100 floors lvl 46
It takes decades : The above examples show that it often takes decades to move up the edge-case maturity ladder.Similarly, for previous waves of digital innovation such as web and cloud, we can use their uptime as a signal for maturity. For AI, the F1 score can be a useful approximation for maturity. It is clear from the above examples that a F1 of 65% is easily achievable by today’s AI, but how far away are we from an F1 of six nines? A roadmap to hi-fiĪs discussed earlier, maturity and market readiness for any technology is tied to how well it handles edge cases. We estimate that a robo-taxi must achieve over 99.9999% precision and 99.9999% recall in detecting red lights in order to be on par with humans.
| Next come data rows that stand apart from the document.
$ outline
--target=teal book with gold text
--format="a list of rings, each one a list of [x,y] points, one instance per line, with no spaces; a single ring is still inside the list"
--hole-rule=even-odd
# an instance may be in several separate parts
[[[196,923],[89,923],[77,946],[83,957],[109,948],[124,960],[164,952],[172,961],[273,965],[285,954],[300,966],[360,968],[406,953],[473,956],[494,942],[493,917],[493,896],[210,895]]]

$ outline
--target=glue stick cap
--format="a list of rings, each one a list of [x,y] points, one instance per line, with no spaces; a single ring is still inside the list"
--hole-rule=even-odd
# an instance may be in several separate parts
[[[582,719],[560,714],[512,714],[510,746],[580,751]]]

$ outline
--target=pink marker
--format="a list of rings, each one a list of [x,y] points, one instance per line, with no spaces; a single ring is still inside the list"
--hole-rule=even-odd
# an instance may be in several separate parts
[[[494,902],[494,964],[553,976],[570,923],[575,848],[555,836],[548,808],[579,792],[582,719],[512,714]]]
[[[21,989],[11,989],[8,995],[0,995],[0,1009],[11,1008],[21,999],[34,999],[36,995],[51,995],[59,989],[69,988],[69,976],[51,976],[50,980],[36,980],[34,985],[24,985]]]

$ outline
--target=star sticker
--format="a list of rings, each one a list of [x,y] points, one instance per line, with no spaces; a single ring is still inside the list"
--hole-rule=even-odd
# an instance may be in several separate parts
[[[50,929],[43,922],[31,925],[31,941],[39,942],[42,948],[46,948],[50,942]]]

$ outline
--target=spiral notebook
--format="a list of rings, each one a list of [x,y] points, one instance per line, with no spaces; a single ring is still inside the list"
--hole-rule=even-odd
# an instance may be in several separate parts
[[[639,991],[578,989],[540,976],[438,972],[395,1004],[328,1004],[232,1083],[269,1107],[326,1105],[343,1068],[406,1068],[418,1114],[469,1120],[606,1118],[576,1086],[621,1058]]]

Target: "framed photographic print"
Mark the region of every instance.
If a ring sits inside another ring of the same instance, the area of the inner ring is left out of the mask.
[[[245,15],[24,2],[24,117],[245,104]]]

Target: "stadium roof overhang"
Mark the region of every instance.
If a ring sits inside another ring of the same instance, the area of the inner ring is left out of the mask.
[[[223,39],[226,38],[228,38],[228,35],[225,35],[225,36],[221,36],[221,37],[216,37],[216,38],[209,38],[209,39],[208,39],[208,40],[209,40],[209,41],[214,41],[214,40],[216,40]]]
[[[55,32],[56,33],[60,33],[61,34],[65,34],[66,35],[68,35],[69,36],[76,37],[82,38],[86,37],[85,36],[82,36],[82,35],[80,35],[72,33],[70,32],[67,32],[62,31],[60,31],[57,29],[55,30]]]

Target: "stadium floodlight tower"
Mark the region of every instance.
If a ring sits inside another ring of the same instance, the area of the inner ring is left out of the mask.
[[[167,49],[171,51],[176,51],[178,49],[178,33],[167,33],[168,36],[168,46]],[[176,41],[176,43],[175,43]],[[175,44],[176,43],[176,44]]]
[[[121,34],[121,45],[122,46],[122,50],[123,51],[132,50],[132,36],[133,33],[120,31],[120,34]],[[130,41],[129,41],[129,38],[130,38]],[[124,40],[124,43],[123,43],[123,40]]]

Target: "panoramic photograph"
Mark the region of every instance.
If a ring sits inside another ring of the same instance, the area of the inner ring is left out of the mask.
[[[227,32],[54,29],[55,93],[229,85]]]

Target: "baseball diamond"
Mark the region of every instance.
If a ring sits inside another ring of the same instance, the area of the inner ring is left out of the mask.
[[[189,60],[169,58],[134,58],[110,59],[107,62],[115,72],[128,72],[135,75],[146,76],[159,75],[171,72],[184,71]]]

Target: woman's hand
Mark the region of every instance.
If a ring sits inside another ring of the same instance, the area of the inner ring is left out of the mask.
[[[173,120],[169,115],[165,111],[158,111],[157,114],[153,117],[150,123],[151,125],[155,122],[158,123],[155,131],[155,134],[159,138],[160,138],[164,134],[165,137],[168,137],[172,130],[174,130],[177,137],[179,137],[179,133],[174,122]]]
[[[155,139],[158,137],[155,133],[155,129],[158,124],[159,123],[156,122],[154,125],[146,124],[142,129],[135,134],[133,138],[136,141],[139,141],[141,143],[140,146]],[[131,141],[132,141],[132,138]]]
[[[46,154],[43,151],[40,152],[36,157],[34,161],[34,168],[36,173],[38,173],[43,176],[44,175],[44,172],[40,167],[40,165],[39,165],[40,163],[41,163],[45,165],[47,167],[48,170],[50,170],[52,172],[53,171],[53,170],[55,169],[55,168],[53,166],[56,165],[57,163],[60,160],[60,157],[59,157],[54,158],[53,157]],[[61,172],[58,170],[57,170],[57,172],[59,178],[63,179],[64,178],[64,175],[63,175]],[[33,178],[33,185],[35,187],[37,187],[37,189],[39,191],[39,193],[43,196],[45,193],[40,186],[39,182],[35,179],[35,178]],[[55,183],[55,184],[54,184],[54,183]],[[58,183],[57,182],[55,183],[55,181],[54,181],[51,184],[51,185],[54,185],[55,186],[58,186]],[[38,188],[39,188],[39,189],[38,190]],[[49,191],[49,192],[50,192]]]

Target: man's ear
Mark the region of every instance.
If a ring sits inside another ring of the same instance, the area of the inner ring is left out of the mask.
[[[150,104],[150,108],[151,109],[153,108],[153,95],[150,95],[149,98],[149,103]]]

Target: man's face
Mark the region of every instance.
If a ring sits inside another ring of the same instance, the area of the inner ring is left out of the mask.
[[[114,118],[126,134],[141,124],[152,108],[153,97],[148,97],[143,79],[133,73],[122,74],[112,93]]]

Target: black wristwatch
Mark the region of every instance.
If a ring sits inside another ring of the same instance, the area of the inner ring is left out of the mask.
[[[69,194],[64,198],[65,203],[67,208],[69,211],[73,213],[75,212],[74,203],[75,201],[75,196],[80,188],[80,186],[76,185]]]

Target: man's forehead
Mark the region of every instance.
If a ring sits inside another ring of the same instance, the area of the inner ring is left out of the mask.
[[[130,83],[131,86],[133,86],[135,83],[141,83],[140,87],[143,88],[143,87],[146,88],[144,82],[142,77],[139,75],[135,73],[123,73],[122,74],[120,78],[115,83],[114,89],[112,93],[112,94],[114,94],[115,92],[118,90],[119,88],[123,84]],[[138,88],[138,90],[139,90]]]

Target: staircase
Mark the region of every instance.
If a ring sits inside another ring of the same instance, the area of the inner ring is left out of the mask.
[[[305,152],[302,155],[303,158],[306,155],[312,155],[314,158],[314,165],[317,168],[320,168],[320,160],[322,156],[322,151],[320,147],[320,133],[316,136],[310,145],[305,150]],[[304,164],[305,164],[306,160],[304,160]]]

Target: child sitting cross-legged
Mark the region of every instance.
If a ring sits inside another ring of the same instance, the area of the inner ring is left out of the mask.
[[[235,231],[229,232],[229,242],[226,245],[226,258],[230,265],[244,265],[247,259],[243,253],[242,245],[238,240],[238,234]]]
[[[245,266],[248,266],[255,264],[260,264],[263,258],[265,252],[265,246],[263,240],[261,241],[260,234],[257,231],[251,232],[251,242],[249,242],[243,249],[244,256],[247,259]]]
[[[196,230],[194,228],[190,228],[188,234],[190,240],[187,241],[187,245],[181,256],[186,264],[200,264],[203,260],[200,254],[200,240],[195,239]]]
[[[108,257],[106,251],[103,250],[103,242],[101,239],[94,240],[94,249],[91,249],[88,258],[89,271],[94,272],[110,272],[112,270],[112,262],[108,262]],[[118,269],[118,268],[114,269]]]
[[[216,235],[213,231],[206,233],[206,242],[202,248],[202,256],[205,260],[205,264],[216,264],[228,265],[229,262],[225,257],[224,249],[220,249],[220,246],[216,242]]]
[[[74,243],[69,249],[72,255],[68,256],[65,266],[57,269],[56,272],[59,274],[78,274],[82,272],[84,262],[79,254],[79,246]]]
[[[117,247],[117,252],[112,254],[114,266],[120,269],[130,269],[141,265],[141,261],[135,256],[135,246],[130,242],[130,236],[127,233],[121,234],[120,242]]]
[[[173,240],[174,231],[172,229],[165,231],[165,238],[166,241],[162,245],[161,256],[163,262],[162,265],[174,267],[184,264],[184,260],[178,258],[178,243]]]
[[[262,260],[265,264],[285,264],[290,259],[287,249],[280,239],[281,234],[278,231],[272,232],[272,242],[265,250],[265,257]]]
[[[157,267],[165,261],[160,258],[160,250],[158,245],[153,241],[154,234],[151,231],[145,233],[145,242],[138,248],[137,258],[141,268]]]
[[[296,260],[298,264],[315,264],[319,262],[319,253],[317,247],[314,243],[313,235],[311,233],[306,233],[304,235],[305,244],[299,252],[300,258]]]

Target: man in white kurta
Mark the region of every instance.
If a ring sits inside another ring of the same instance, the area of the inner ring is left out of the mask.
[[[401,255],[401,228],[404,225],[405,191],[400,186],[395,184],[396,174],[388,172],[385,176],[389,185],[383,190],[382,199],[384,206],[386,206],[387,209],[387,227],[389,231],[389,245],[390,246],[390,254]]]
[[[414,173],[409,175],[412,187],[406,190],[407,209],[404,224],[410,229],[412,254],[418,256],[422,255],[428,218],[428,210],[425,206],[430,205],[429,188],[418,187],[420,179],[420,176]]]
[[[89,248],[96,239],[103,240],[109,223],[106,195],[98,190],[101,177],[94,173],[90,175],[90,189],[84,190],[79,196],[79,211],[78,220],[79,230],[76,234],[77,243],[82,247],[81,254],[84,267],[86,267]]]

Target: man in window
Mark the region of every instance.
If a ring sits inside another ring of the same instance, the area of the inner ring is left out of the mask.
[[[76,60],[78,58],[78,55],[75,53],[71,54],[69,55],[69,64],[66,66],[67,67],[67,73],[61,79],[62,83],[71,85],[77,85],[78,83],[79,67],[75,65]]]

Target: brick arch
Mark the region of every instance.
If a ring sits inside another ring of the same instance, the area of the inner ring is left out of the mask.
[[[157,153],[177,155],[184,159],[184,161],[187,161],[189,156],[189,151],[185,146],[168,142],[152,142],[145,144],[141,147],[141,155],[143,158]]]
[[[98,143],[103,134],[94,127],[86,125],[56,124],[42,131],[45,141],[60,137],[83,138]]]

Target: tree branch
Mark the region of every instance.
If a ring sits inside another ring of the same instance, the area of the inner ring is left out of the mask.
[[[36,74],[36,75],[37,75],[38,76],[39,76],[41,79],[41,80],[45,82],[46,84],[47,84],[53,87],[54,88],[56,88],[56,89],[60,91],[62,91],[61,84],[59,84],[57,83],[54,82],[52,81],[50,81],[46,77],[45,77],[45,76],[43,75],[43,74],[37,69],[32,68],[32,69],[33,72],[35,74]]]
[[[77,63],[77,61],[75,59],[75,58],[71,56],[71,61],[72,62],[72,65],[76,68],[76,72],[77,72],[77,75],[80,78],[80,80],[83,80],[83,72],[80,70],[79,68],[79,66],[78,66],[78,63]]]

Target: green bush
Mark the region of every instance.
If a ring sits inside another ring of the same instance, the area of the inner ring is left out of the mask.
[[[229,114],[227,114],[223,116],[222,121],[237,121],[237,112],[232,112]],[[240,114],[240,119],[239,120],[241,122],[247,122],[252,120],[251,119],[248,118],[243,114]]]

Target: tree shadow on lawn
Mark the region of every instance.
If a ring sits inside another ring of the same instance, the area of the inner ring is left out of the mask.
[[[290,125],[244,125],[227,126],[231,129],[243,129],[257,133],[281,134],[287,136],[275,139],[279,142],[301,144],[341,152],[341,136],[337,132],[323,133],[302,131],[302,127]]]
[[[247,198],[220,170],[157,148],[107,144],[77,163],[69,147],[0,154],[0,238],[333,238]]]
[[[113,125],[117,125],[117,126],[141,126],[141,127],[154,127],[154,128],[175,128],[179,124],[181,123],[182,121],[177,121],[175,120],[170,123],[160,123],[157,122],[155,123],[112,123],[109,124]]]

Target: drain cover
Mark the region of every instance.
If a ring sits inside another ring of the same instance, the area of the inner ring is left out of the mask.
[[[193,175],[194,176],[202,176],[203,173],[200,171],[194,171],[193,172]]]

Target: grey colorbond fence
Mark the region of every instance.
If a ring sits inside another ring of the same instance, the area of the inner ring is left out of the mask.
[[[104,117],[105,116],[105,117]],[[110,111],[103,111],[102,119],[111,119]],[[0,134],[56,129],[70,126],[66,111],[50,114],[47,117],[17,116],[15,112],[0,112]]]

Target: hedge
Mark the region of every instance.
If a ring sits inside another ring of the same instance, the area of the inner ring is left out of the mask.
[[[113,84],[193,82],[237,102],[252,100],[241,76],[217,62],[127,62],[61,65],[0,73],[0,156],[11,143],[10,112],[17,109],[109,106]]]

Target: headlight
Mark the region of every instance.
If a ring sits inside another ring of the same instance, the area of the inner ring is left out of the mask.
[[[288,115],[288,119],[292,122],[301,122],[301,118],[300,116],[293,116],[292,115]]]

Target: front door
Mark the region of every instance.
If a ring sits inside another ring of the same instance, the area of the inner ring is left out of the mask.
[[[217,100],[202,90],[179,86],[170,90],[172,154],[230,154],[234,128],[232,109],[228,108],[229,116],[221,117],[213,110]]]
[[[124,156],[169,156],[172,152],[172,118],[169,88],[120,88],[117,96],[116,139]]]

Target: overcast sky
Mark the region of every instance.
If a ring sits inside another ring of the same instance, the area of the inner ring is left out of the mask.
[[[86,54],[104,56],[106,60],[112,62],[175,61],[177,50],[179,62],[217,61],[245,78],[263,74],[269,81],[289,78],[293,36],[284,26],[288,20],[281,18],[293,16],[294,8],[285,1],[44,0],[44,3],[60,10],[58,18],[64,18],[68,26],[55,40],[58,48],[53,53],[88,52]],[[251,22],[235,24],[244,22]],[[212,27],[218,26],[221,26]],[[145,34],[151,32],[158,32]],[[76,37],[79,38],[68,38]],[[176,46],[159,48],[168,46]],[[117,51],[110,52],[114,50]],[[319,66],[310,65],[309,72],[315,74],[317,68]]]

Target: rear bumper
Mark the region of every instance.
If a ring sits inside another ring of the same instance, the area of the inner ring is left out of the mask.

We devised a method to estimate the level of AI accuracy needed to achieve parity between autonomy and human drivers, taking into account current intersection collision rates and other factors. Both blowing a red light (false negative) and unexpectedly braking at a green (false positive) have a high risk of collision. When a robo-taxi decides whether to cross at a traffic light, it is making a time-sensitive safety decision.This is an adequate score, because a high precision makes for a great user experience and low user churn, whereas a low recall is not noticed by users. If Spotify plays songs you like 95% of the time (precision), but only surfaces half of the songs you like (recall of 50%), its F1 would be 65%.Let’s calculate the F1 score for two applications: By our estimate, some of the best AI today perform at a rate of 99%, though a score above 90% is generally considered high. A F1 of 100% represents a perfectly error-free AI that handles all edge cases. Products can be designed to incorporate human assistance at opportune moments, whether by the user or by support staff, to achieve their desired levels in both precision and recall.Ī popular metric for evaluating AI reliability is the F1 score, which is a type of numeric average of precision and recall, thus measuring for both false positives and false negatives. Lo-fi + humans = hi-fi : Safety uses cases aside, it is often possible to achieve hi-fi performance by combining artificial and human intelligence.
This is where many autonomous car use cases tend to be focused.
We use the single most important measure of maturity in any technology: its ability to manage unforeseen events commonly known as edge cases.
There’s a simple framework for differentiating near-term reality from science fiction.